A KAVRAM OLARAK NEFİS
a.1. Lügat Bakımından Nefis
Nefis, lügatte bir şeyin hakikati, zat-ı, her şeyin karşılığı, cevheri, özü manalarına gelir. Nefis kavramı, eski Arap şiir edebiyatında bir şeyin özünü belirten bir zamir olarak kullanılmakta iken, zamanla bir çok manalarda kullanıldığı söylenmektedir. Bugün yirmiyi aşkın anlamda kullanıldığı görülmektedir.

a.2. Istılah Bakımından Nefis
Nefis, ıstılahta şehvet ve ğadabın (öfkenin) başlangıcı olan kuvve-i nefsaniye’ye denir. Nefis, insanda bütün hayvani arzuların ve isteklerin hemen tatbikini isteyen, fenalıklara ve kötülüklere taşmasını emreden, günah olan şeyi yapması için kolaylık sağlayan, faydalı olan işlerde de ağırlık ve zorluk hissini uyandıran, benlik, (ego) şöhret, şan, şeref, kibir (büyüklenme) kin (düşmanlık), haset (kıskançlık) gibi, duygu ve arzuları veren bir iç yönelimi, bir istekler ve arzular manzumesidir. Özellikle İslam düşünce yapısının temelini oluşturan Kelam, Felsefe ve Tasavvuf ekollerinin ilgi alanını oluşturan bir kavramdır.

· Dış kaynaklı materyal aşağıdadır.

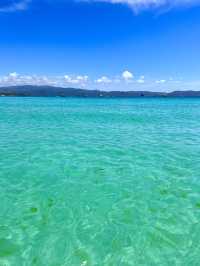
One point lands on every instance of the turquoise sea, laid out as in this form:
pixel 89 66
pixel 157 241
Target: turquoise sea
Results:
pixel 99 182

a.3. Mefhum Bakımından Nefis
Nefsin hakikati hakkında İslam bilginlerinden, Kelam Alimleri, Filozoflar ve Mutasavvıflar farklı şekilde izahlar getirmişlerdir. Ortaya çıkan sonuç ise, kavramın anlaşılmasına yardımcı olmaktadır. Mesela Muhakkik kelamcılarla İslam filozofları ve İslam Mutasavvıflarının bir bölümü, nefsin soyut bir cevher olduğunu savunmuşlardır. Bunlara göre insanın mahiyeti ne cisimdir, ne de cisimseldir. Nefis, maddeden ayrık bir cevherdir. Ne var ki bunlar da kendi içinde iki fırkaya ayrılmışlardır. Muhakkik kelamcılara göre insan, bu nefis cevheriyle bedenin birleşmesinden oluşur. İkinci fırkayı oluşturan filozoflarla mutasavvıflara göre ise, nefis bedene iliştiğinde onunla birleşir. Nefis bedenin, beden de nefsin aynısı olur. Birleşmelerinden sonra ikisinin toplamı insanı oluşturur. Ölümle bu birlik bozulur. Nefis kalır, beden ise yok olur.